Territory of Light
Trans. Geraldine Harcourt
Farrar, Straus and Giroux, 2019
This crisp, straight-forward but dense novella reads with ease but resonates with subtle depth. Originally published as a year long serial with each chapter coming out every month, Territory of Light is told from the point of view of a newly separated woman in 1970s Japan attempting to craft a wholly new life for herself aside from her marriage as she raises her toddler daughter. However, the narrative isn’t quite linear or confined to a single year’s time. Rather, Tsushima uses the form to allow her to dive and emerge from the her character’s emotional state both past and present to accentuate her anxiety, restlessness, and satisfaction.
It would be too easy to simply take this slim book as the tale of lonely woman rebuilding or finding herself (although, yes, that is happening). Rather, Territory of Light is an achingly sincere story refusing melodrama in favor of deep longing for connection as conventions are confronted, embraced, endured, and altered. Through an economy of prose, Tsushima inserts readers as a sort of silent partner with her protagonist. So we don’t just see her experiences but feel them–the warm awe of as sunlight fills her new apartment sitting at the top of building and with windows on all sides, the elation and tantrums of her three year old daughter, and the coldness of adult life. This last trait in particularly haunts much of the story as finding new adult friends, companions, outside of those from her marriage who she can no longer embrace is a profound difficulty. It is heartrending and too real to read her staggering home after botching a night out “When I finally reached my apartment after lowering the entrance shutter and climbing up the stairs, I hunkered down, covered my face, and cried. Not a single clear emotion came with the tears.”

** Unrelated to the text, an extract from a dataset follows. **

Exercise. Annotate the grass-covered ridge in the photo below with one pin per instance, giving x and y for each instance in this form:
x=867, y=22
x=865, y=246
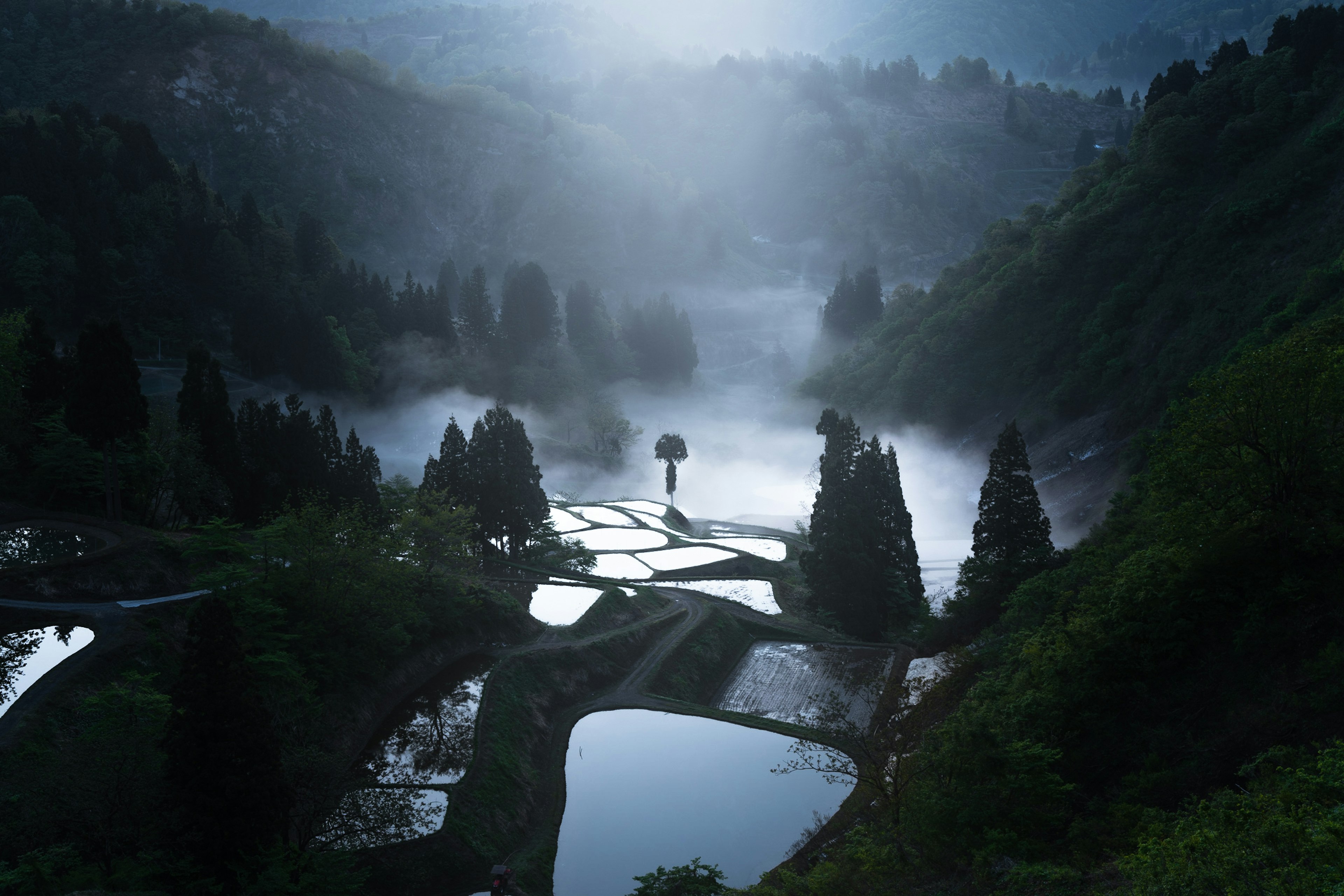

In the cold light of day, she struggles to meld (and identify) desires that are truly her own with her lived experience, that is, the banalities of everyday life. Central to this is the mother/daughter story told with an honesty many parents will find brutally realist. In that interaction, Tsushima is also able to paint others as they circle the pair (specifically the woman protagonist) always looking to insert themselves in form of judgment and control. In the process, we can plainly see how her former self was small, stunted and how now she is growing. The brilliance of Tsushima’s work is that this growth isn’t towards some predetermined end, some grand freedom or reward. Instead, she writes a novella embracing the fact of finally be able to be for oneself and with oneself.
About the Author
Yuko Tsushima was born in Tokyo in 1947, the daughter of the novelist Osamu Dazai, who took his own life when she was one year old. Her prolific literary career began with her first collection of short stories, Shaniku-sai (Carnival), which she published at the age of twenty-four. She won many awards, including the Izumi Kyoka Prize for Literature (1977), the Kawabata Prize (1983), and the Tanizaki Prize (1998). She died in 2016.
Geraldine Harcourt was awarded the 1990 Wheatland Translation Prize. She is currently working on two books of Yuko Tsushima’s fiction. She lives in New Zealand.